Моя горожанка мама удивляла меня когда-то своим отношением к погоде...
Льет проливной многодневный дождь. Всё кругом полировано водой. Крыши, стены, асфальт. Она говорит:
– Смотри, как дерево сохнет от воды. Листья опали, голое стоит, а осень еще далеко... Захлебнулось водой, нечем ему дышать.
– Ну и что? – равнодушен я. – Свежести много. Ведь не погибло.
– Как знать, – непонятно для меня сокрушается мама. – В деревне падает, гибнет всё. Поле чавкает хлебом. И сена тоже не будет...
Но вот окунается город в невыносимое пекло. Дворники поливают улицы утром и вечером. Губы холодит мороженое... До сих пор чувствую, как наша улица пахнет мороженым в тележках и солнцем в политой зелени.
Мама снова будто жалуется:
– Погодка не ко времени. Ей бы с месяц подождать. Все горит. А на жатву польет...
А в городе не горит. Горит, затаенная где-то неведомая земля, горит в мамином сердце невидимая никому деревня.
– Ты лепешек из лебеды не ел, – оправдывалась мама, робко защищаясь от моих иронических улыбок, – не дергал после голодухи самую первую молодую картошку. Не ел ее с одним тоненьким свежим укропом.
– Но это же невкусно!
– Что ты, родной мой. Такое блаженство. Тает в душе, как бальзам. Слаще тех ананасов и мороженого...
Снег, который долго не желал укрывать землю, мороз, дробивший кору на деревьях – все ранило и саднило живое что-то в моей горожанке.
Природа не хотела быть автоматом, звала к себе, – ждала участия людской заботы.

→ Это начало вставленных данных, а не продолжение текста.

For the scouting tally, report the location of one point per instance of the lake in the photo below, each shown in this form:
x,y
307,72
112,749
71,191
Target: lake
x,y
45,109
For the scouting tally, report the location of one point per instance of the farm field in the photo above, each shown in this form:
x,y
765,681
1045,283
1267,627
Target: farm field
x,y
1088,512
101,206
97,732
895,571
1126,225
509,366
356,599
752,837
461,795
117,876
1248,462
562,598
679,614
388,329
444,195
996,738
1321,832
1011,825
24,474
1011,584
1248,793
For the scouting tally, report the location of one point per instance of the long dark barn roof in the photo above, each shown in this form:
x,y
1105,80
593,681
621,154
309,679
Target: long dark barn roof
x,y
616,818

Помню еще, как мама спасала пчелу, залетевшую в комнату через форточку. Я лупил тех пчел газетами. Но если дома в эту минуту была мама, она пресекала разбой. Брала стакан и лист бумаги, накрывала стаканом пчелу, которая тыкалась, как слепая в прозрачную твердь окна, осторожно протягивала бумажный листок между стеклом и стаканом и выдворяла пленницу через форточку на волю.
– Пчела к меду, мед к сенокосу, к травам, трава к урожаю, – сказала мне однажды мама.
Только теперь я понимаю, почему, когда обычно такая неряшливая, такая взбалмошная природа весь год однажды укрощала свои причуды, отмеряла хлебам и яблоням солнце и воду, как автоматы у нас в оранжерее, когда все говорили вокруг о великом урожае, мама в тот год сказала своей подружке:
– Так всё ладится, так всё ладится... Не к войне ли, Марфуша?...
Разве мог я тогда подумать, что все это всплывет в моей памяти лишь только здесь, в нашем одиночестве, и ляжет на бумагу запоздалым укором.
Но почему все-таки укором?... Жаль мне тех вымокших полей?... Не знаю. Раньше не думал о них. Тогда чего тебе жаль?...
Я смотрю на экран, у которого садились каждый вечер сто, наверное, миллионов людей. Он звал их на общий неравнодушный совет, на участие, на отклик, на боль. В огромное, не заменимое ничем, единение... Смотрю, и невыразимо хочу себя убедить, что я не один. Что есть еще единство мое со всеми. Что никогда не вернется ко мне равнодушие. Что поля и луга, плывущие тут на экране – это не мертвая копия прошлых забот, прошлого людского единения...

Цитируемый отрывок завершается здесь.